RE: How to extract specific information from json database? - Larz60+ - Feb-05-2018

I would much rather have the json file, as it is already in the perfect format for extracting information
is it possible to get that data.

the snippet i posted should work with your json file
Just change the filename


RE: How to extract specific information from json database? - Alberto - Feb-05-2018

I tried and here what it gives me:

Error:
raise JSONDecodeError("Extra data", s, end) JSONDecodeError: Extra data



RE: How to extract specific information from json database? - Larz60+ - Feb-05-2018

I am suspect of your json file.
If it was truly json, you would be able to read it with:

with open(filename) as f:
    data_dict = json.load(f)
There is a pandas to dictionary command (see: https://pandas.pydata.org/pandas-docs/stable/generated/pandas.DataFrame.to_dict.html)
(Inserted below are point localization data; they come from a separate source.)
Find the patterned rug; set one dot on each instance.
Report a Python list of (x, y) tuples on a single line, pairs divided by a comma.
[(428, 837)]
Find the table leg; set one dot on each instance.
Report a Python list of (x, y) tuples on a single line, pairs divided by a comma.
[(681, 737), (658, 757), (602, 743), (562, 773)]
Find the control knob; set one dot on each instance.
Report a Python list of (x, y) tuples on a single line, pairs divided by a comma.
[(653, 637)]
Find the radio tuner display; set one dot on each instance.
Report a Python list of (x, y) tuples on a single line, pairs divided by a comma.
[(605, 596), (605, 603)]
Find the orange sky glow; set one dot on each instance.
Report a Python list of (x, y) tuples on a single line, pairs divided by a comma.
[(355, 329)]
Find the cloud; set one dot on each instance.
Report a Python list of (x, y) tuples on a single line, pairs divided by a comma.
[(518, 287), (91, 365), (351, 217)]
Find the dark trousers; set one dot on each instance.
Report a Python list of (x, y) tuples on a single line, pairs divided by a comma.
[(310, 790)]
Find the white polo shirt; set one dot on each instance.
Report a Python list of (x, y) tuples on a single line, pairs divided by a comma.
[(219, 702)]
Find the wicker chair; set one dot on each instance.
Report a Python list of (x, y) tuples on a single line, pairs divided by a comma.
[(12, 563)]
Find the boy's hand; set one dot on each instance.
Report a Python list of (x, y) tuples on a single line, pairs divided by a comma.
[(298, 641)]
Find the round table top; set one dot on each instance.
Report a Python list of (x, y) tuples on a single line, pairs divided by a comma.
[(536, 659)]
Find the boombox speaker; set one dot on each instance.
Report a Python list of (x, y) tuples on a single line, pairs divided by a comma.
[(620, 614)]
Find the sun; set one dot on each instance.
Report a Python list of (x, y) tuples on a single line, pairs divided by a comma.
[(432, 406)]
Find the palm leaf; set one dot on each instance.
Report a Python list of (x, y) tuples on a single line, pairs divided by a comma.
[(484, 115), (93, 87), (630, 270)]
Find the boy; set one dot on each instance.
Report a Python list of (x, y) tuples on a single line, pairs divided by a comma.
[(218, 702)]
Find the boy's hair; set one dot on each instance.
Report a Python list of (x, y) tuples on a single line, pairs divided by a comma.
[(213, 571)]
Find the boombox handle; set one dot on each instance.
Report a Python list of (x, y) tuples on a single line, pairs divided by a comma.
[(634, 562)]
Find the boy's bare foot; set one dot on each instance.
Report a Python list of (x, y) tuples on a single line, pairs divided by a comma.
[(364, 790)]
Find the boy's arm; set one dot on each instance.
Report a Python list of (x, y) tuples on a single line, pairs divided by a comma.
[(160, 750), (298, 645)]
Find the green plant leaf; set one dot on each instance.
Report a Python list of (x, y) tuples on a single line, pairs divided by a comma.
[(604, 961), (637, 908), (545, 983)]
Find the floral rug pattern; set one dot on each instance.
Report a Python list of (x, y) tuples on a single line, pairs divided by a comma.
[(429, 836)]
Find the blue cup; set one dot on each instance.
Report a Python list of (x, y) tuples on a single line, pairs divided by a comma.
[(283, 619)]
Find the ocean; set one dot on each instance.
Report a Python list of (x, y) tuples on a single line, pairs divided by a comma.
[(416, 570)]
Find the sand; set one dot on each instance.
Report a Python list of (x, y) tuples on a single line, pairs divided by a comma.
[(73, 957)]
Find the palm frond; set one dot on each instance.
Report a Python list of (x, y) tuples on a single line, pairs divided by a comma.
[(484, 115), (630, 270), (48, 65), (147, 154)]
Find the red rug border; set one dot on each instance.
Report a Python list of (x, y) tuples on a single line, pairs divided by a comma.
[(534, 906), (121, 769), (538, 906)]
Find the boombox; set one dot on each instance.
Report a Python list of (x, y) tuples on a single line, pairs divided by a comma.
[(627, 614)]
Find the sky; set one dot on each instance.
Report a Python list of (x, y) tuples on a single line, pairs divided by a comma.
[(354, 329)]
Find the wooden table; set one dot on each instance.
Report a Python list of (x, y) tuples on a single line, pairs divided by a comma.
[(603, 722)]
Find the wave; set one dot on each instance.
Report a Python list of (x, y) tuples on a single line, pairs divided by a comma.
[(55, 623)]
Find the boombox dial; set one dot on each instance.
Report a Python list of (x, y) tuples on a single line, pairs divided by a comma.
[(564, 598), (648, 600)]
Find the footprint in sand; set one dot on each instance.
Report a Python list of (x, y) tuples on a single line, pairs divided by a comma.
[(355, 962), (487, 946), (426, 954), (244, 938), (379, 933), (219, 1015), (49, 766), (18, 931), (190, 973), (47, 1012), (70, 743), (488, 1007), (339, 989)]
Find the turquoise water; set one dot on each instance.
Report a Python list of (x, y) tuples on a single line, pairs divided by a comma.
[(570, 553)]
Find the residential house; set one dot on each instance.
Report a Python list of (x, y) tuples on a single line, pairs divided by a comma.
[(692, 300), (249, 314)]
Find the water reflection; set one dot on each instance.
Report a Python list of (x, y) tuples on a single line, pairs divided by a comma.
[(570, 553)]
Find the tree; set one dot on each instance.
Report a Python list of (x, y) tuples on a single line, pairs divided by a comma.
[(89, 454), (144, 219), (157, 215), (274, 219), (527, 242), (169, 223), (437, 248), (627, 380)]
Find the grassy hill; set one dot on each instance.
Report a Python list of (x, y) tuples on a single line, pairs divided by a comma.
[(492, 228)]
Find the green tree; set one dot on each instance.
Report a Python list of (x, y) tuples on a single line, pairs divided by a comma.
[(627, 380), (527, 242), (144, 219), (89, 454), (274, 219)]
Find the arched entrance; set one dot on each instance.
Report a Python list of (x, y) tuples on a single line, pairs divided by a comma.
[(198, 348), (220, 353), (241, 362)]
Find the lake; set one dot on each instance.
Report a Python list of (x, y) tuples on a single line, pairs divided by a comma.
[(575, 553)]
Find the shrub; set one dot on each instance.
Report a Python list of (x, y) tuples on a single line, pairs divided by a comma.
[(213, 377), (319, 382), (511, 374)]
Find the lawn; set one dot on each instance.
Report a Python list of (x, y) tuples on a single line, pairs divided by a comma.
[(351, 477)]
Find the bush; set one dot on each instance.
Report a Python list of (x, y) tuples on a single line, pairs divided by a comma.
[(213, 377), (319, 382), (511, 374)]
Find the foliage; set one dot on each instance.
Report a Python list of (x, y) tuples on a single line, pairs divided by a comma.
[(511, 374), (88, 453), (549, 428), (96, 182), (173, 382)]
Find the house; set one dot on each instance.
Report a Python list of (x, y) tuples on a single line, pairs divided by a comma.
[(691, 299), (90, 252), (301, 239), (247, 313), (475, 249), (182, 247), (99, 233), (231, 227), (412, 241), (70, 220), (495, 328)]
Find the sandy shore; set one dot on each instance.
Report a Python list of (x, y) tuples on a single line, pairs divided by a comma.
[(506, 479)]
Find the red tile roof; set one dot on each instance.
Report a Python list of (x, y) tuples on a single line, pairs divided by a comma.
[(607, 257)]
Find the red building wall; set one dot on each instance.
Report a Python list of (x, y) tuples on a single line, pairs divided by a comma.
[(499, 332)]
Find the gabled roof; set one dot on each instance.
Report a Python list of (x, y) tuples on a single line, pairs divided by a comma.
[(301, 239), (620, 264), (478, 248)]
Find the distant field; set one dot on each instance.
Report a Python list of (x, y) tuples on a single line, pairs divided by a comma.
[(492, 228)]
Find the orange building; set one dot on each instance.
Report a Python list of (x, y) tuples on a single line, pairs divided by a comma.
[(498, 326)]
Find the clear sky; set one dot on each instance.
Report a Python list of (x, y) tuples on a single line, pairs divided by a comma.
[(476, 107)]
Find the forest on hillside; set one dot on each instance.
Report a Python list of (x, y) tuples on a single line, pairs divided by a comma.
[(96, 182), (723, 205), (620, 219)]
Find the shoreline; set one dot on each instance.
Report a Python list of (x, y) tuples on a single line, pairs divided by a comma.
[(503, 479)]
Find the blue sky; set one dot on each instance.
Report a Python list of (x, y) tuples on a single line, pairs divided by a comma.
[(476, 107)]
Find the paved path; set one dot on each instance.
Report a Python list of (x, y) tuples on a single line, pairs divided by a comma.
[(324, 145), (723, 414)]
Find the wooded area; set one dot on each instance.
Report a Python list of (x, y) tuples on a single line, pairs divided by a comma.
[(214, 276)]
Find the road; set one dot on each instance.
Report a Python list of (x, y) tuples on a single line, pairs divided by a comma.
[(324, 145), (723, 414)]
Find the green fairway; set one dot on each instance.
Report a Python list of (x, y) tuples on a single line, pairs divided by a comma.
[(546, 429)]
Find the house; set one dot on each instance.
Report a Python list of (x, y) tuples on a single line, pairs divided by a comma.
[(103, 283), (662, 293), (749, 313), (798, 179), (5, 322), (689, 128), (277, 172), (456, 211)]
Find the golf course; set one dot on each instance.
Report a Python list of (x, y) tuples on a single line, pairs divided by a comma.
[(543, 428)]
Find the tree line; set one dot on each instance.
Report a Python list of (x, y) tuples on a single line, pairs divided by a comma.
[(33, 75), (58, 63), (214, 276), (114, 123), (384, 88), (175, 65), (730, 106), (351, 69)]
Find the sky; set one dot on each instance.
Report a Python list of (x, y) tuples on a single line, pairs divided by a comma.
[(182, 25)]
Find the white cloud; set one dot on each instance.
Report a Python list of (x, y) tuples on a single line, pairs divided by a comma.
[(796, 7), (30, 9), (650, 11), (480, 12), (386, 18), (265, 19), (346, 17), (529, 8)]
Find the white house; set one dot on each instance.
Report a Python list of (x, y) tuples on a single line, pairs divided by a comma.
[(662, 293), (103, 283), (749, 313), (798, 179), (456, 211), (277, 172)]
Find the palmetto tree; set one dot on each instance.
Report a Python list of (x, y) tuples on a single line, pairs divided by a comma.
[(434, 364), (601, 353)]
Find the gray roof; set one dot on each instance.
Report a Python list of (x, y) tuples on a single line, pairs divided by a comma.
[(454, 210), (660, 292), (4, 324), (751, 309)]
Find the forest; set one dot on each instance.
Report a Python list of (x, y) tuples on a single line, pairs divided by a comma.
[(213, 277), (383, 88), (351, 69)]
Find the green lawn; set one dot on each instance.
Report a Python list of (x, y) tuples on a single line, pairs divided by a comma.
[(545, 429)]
In dictionary format, extraction the data that you are interested in is so easy.
I am not a pandas user.


RE: How to extract specific information from json database? - Alberto - Feb-05-2018

Thank you for your help!


RE: How to extract specific information from json database? - Larz60+ - Feb-06-2018

I will work with the data you provided, but you're thread title
again is to extract data from a json database.

Is there no possible way that you can get me a copy of that json
file? It would be very easy to get exactly what you wanted from that.
Taking the exported data and converting to a csv file is a snap.

Is the source the USDA Nutrition database?